Since becoming the first lady, Mrs. Obama has honed her speaking skills and sharpened her focus. Though people still criticize her for comments made in the last election cycle (particularly the one about finally feeling proud of her country), she has largely avoided controversy, focused on family issues like combating childhood obesity and supporting military families, and now has far more fans than political foes. And, after four years in the spotlight, she has learned how to reach her core audience.

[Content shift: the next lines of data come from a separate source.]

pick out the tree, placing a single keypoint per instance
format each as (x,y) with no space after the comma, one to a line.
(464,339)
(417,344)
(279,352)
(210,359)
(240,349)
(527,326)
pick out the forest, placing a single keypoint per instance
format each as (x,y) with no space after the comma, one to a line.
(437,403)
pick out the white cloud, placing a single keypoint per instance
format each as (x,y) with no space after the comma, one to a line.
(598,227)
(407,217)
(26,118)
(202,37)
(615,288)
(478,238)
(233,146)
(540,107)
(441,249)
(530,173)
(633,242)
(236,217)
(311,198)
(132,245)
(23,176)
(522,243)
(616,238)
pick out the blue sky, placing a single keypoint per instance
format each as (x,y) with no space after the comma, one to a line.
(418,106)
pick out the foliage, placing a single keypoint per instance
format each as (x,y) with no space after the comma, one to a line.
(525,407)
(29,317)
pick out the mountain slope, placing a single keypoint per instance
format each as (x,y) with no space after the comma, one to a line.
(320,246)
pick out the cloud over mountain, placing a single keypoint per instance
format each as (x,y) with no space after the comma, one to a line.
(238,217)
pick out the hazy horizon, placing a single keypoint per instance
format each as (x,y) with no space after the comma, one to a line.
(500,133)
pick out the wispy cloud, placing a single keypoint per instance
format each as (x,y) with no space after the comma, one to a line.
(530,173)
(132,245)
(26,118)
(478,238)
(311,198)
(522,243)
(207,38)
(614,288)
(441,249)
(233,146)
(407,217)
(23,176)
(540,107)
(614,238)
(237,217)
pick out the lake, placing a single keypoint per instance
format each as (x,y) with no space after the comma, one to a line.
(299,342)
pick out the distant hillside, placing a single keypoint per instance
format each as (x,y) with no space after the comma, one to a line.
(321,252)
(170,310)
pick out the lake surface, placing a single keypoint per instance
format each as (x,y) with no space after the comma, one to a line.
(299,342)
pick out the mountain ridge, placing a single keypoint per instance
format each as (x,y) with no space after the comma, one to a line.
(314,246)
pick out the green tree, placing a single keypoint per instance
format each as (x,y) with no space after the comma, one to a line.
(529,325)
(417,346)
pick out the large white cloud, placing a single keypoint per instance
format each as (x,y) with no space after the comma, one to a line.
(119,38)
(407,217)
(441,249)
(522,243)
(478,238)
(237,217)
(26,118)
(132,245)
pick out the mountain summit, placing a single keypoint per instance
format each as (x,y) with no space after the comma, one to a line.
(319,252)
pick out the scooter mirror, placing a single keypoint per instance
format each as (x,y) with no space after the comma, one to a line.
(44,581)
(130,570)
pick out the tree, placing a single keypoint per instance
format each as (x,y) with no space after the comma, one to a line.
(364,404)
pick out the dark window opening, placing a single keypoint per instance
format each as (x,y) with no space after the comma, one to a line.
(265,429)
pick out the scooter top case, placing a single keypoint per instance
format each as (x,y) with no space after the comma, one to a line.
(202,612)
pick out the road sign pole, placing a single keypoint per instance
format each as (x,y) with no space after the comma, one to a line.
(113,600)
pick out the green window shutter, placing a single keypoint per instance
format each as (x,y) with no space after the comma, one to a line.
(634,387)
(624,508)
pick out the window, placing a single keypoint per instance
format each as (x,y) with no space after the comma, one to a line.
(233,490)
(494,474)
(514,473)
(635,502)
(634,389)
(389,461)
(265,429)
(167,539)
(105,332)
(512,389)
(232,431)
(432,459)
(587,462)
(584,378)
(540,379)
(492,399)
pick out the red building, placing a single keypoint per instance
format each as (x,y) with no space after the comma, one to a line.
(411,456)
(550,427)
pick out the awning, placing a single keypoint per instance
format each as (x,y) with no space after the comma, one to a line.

"As first lady, I have been fortunate to have the opportunity to meet some really amazing people from all over the country," she said during a conference call on Tuesday. "Getting to meet those people, that's really one of the most meaningful parts of being first lady. Getting to meet folks of all walks of life and all backgrounds, because the stories that they have shared with me, they've really inspired me and really kept me focused. They remind me of what Barack says again and again, that we have so much more in common in this country than we do the differences that we all talk about."

Pre-Convention tussle: Are Americans better off?

Some of the moments that stand out for her over the past four years in the White House dovetail neatly with the message she hopes to share at the Democratic National Convention.

"I've had an up-close look at just how hard Barack has worked to move this country forward, to rescue our economy, and rebuild our middle class, to give our kids the opportunities they deserve," she said. Americans are better off than they were just four years ago, thanks to the passage of the Affordable Care Act and the signing of the Lilly Ledbetter Fair Pay Act, among other things. "Women's success in this economy is the key to family success in this economy," she said, adding that fair pay and access to health care are more than "just women's issues."

"They're really family issues. They're basic economic issues that affect our kids and our communities and our entire country," she said. "In this election, we as voters are going to determine whether we want to keep these reforms and all these accomplishments, or whether we're going to watch all of this be repealed, and turn back all of the progress we have made."

As she learned from her husband's last campaign experience, political controversy tends to gather more attention than personal conviction. "Sometimes, it's important for people to remember who this man is in terms of his values and convictions and his character," she explained.

"This speech has given me an opportunity to reminisce about our lives together, how he grew up, how both of our upbringings have affected who we are as people today, specifically for Barack and how it affects his policy decisions and everything he does," she said. "That's why he's always focused on building the economy from the middle class out. Because we were both raised in working families, and we understand the challenges that come when folks are out of work and the economy is struggling, we understand that that is the backbone of this country, it's working class folks like my dad and his grandparents who really make this country strong."

"We get lost in the political back and forth that goes on with some of these issues, and we forget that in the end there are real people whose lives hang in the balance," she added.

The first lady will speak at the convention tonight at 10:35 p.m. EDT (you can watch it at Yahoo.com.) The President said that he and their daughters will watch from the White House.

"I'm going to try to not let them see their daddy cry because when Michelle starts talking, I start getting all misty," Obama said at rally in Norfolk, Virginia.